How does one go about finding the Radon-Nikodym derivative? I've seen the following exercise.
Let $(\mathbb{N}, \mathcal{P}(\mathbb{N}), \mu)$ be a measure space, where $\mu$ is the counting measure.
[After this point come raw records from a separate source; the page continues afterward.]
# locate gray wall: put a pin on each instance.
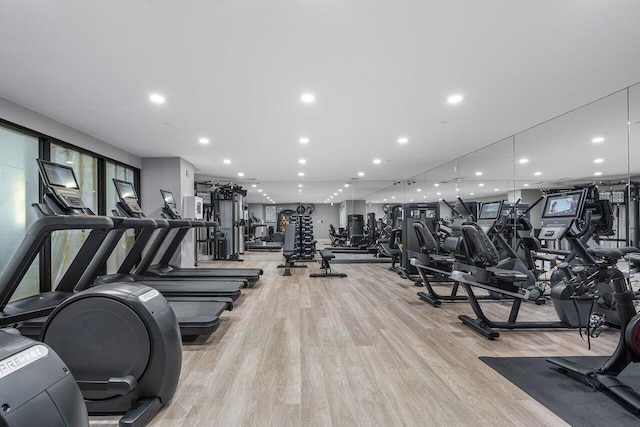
(324, 215)
(30, 119)
(172, 174)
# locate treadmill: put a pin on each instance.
(129, 204)
(197, 315)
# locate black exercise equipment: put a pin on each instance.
(338, 238)
(628, 348)
(129, 204)
(434, 264)
(390, 248)
(197, 312)
(428, 214)
(121, 342)
(289, 250)
(36, 387)
(510, 277)
(326, 256)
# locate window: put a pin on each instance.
(117, 171)
(65, 244)
(19, 189)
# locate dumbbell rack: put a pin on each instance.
(305, 245)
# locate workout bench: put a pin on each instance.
(326, 255)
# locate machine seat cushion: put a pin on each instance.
(327, 254)
(611, 253)
(508, 275)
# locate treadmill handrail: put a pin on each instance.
(35, 239)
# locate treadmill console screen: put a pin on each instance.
(61, 184)
(128, 196)
(59, 175)
(490, 210)
(562, 205)
(125, 189)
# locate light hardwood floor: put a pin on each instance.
(356, 351)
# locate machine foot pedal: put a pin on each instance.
(142, 413)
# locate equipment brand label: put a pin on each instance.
(148, 295)
(19, 360)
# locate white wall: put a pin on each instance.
(323, 215)
(22, 116)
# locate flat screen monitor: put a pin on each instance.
(565, 205)
(168, 198)
(59, 175)
(490, 210)
(125, 189)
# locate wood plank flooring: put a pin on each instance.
(355, 351)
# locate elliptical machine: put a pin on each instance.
(562, 218)
(121, 342)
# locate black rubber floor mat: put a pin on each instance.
(571, 399)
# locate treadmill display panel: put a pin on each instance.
(562, 205)
(125, 189)
(60, 176)
(490, 210)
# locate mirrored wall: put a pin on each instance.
(597, 145)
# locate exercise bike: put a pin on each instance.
(628, 348)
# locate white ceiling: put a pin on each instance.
(233, 71)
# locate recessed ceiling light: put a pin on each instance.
(156, 98)
(454, 99)
(307, 98)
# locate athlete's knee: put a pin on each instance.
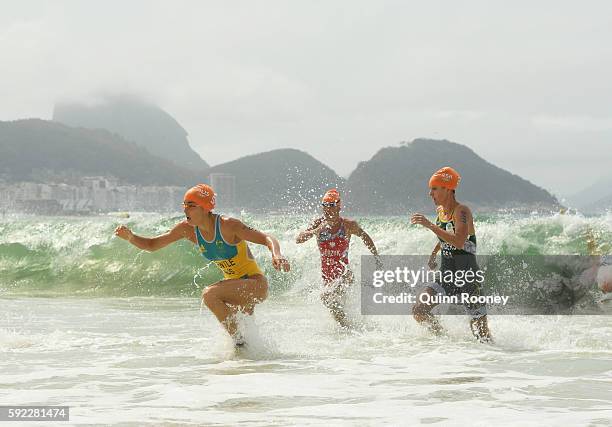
(209, 296)
(421, 312)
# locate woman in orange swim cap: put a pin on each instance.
(222, 240)
(455, 230)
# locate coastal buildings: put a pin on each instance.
(90, 195)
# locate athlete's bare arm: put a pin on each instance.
(463, 221)
(240, 231)
(313, 229)
(180, 231)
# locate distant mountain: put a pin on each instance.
(39, 150)
(145, 124)
(595, 198)
(279, 179)
(394, 181)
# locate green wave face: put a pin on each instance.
(47, 256)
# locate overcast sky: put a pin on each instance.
(527, 85)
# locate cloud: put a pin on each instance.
(572, 123)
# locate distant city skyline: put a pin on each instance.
(525, 85)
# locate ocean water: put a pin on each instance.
(119, 335)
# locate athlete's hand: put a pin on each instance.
(280, 263)
(124, 233)
(421, 220)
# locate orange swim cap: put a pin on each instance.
(331, 196)
(202, 195)
(446, 177)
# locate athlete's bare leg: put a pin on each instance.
(226, 297)
(333, 298)
(422, 313)
(480, 329)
Let $\nu : \mathcal{P}(\mathbb{N}) \rightarrow [0, \infty]$ be defined as $\nu(A) = \sum_{i \in A} 2^{-i}$.
How does one compute $\frac{d\nu}{d\mu}$?
To show that $f = \frac{d\nu}{d\mu}$ it suffices to show that $$\int_A f d\mu = \nu(A) \tag{1}$$ for all $A \subset \mathbb{N}$.
Since $\nu(A) = \sum_{i \in A}2^{-i}$, it's easy to check that $f$ defined by $$f(i) = 2^{-i}, \ \ \forall i \in \mathbb{N}$$ satisfies (1).
Indeed, $$\int_A f d\mu = \sum_{i \in A}f(i)\mu(\{i\}) = \sum_{i \in A}2^{-i}(1) = \nu(A).$$
More generally, if $X = (X, \mathcal{P}(X))$ is a discrete measurable space, and $\nu$ is a measure on $X$, then $\nu \ll \mu$, with $\mu$ counting measure, and $f$ defined by
$$f(x) = \nu(\{x\}), \ \ \forall x \in X$$
is a version of $\frac{d\nu}{d\mu}$ because (as before)
$$\int_A fd \mu = \sum_{x \in A}f(x) \mu(\{x\}) = \sum_{x \in A}\nu(\{x\})(1) = \nu(A).$$
Outside of the discrete setting, it may be quite difficult to compute $\frac{d\nu}{d\mu}$.